Je ne dis pas qu'il n'y a pas encore d'inégalités, par exemple en ce qui concerne les salaires dans certains secteurs, ou lors de l'embauche de personnes dans une entreprise (voici une autre inégalité, beaucoup plus grave, comme l'âge, la race, l'orientation sexuelle, mais pour les féministes, il semble que ce ne soit pas leur combat).

Nous venons d'entrer dans la troisième décennie du XXIe siècle. L'égalité entre les hommes et les femmes, du moins dans le monde civilisé, a déjà été réalisée dans une large mesure, et pas exactement à la suite de démonstrations multidimensionnelles et fanfaronnes, ni de l'insistance à toujours souligner "le" et "la". En dehors de la lutte des femmes espagnoles pendant 40 ans (sans vouloir leur enlever le mérite), l'égalité des femmes est arrivée parce que le monde change, la société s'ouvre, l'esprit s'ouvre, et le même homme change la donne et se rend compte que les femmes sont tout aussi compétitives. 

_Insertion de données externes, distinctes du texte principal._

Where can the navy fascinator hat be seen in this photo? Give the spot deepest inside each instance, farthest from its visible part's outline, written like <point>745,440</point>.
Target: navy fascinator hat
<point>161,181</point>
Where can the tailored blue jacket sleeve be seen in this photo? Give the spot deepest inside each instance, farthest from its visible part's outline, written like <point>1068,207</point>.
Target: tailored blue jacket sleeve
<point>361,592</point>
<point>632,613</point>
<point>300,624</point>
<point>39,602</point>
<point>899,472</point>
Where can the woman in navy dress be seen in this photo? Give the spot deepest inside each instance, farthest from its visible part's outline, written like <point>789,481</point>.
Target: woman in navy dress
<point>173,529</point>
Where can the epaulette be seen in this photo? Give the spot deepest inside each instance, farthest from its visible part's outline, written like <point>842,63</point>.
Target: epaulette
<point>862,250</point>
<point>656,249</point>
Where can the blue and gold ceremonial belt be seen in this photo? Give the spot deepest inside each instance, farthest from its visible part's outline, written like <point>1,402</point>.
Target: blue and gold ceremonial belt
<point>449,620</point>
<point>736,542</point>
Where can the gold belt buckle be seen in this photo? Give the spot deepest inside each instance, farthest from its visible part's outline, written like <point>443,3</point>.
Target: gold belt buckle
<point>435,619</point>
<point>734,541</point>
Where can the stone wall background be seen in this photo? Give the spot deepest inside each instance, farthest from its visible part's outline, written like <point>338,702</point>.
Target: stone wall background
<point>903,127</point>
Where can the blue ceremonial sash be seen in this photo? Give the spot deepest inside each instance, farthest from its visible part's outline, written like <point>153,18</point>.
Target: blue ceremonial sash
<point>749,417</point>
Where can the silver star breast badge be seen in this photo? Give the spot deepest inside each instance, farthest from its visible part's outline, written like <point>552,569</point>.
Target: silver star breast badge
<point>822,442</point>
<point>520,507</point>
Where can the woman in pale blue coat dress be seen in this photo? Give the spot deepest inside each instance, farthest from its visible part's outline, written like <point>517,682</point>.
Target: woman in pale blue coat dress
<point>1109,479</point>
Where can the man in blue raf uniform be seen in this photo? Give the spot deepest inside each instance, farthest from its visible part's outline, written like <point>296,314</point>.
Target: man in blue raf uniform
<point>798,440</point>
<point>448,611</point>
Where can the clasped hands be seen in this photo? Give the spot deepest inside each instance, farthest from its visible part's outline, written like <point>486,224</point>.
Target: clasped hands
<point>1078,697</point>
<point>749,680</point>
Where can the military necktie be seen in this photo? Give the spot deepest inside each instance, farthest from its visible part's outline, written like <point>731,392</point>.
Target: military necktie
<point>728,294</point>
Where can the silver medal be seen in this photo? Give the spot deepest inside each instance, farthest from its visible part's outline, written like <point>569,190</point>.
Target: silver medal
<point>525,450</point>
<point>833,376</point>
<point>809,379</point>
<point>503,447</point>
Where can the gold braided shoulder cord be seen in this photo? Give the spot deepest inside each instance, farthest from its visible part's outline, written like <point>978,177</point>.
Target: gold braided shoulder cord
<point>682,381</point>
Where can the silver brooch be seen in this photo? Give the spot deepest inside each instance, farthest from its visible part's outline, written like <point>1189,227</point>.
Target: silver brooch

Alors, pourquoi tous ces mouvements de femmes sont-ils présents en Espagne aujourd'hui ? Quels droits réclament-ils ? Ce n'est pas clair. Je suis sûr que vous avez déjà entendu une militante féministe de haut rang : des mots et des mots vides, des phrases clichées, et rien de concret. Lorsqu'il y a quelques semaines, la manifestation de masse du 8-M a été interdite à cause de la pandémie, j'ai écouté à la télévision une fille d'une association d'étudiants, qui a dit qu'ils allaient sortir et manifester, quoi qu'il arrive. Et elle a argumenté de la même manière que ses mentors, en mettant l'accent sur la phrase qui est devenue très à la mode ces derniers temps : que "le féminisme est criminalisé". Pauvre fille ! 

Ce qui se passe, c'est que le féminisme en Espagne est devenu un instrument de politique pour aspirer les cerveaux des gens, surtout des jeunes femmes, comme les étudiants, oh, pardon, LES étudiants, et les rendre soumis à une certaine doctrine politique. Ou en d'autres termes, pour les accrocher à leur réseau d'électeurs fidèles.

Au fait, dans toutes les langues où il existe une distinction entre les genres au pluriel, la forme masculine est acceptée par défaut comme générique, incluant les deux sexes. En Bulgarie, par exemple, lorsque nous disons "les Bulgares" ou "les citoyens", nous entendons l'ensemble de la nation. Et personne n'aurait l'idée de lancer un mouvement féministe pour cette raison, ou de porter la controverse au Parlement, et de mettre la grammaire à l'envers juste pour montrer que les femmes ne sont pas inférieures aux hommes. 

L'égalité n'est pas atteinte en rendant la langue plus chargée, moins fluide et moins expressive. Cela ne mène qu'au ridicule.